Actually, the 816’s only native data size is 16 bits when operating in native mode. The changeable register widths do not affect the ALU, which always processes 16 bits at a time. That is one of the reasons that, for example, a branch across a page boundary in native mode does not consume any more Ø2 cycles than a branch that stays within a page boundary. It is also why register-to-register copies, e.g., TXA, take two Ø2 cycles, regardless of the register sizes.
As for the 816 not having the simplicity of the 65C02, there’s no surprise in that. The 816 is a significant advancement over the 65C02, just as the 80286 was an advancement over the 8086. When the 286 came on the scene, a whole new programming paradigm arrived with the introduction of protected mode. Rather than grouse about how the “simplicity” of the 8086 had been lost, programmers learned how to use protected mode and other new features, resulting in programs that could do more and at a faster rate.
Something like that is progress, pure and simple.
Incidentally, getting the most out of the 65C816 does demand treating it as a different beast than the 65C02. When I first started writing native-mode 816 code, I often found myself using a stone axe when I had a chainsaw available.
There is a learning curve to it and some planning is required to minimize register size switching (register sizes, by the way, aren’t “modes”—changing a register’s size has no effect whatsoever on how instructions behave). In many of my programs, I store numerics as 16- or 32-bits, even if a particular numeric will never exceed 255. In many algorithms, the slight additional execution time needed to fetch or store a word instead of a byte is effaced by the elimination of frequent REP and SEP instructions.
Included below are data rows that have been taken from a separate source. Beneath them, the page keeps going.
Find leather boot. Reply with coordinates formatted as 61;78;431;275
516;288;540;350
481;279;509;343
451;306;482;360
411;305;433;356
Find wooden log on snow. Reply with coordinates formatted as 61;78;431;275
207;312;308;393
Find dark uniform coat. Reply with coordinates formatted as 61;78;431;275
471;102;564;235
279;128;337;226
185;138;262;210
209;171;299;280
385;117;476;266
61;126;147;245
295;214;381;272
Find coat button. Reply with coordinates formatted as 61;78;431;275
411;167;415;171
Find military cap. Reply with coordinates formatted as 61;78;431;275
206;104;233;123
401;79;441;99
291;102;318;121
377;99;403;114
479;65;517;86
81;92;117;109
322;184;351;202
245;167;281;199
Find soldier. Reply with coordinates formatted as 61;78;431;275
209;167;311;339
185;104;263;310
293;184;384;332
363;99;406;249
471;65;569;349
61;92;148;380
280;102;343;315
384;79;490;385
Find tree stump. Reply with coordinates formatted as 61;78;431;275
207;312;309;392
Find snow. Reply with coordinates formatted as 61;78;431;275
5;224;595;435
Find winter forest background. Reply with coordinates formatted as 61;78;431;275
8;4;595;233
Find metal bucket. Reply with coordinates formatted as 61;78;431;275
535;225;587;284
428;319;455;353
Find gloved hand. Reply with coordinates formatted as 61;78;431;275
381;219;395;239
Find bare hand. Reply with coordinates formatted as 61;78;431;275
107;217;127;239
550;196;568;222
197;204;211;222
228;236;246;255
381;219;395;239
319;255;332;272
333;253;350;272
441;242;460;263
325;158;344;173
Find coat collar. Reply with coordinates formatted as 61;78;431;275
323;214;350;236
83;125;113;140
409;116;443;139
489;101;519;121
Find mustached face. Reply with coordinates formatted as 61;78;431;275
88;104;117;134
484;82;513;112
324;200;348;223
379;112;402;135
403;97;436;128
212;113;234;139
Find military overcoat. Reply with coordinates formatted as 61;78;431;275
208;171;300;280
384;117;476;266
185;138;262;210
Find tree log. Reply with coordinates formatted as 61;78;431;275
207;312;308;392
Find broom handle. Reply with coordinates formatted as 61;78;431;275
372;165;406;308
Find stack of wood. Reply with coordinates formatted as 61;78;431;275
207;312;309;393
This becomes especially true with pointer arithmetic—I use 32-bit pointers for “long” accesses, even though only 24 bits are needed. That waste here and there of a byte in this fashion is inconsequential when one considers that pointer arithmetic can be carried out without having to monkey with the accumulator’s size to manipulate the most significant word.
Is the 65C816 perfect? Not at all. Having different opcodes determine the data size being manipulated, instead of selecting register widths via a distinct instruction, would make for more streamlined code and reduce the opportunity to add gnarly bugs to one’s programs. Some aspects of the banking scheme can be annoying as well—I wish execution could span banks, since that would make it possible to load a program anywhere convenient. However, the 816 retains the efficiency of the 65C02, as well as the excellent interrupt performance. Plus the stack acrobatics that can be done with the 816 have no analogue with the 65C02. That’s good enough for me.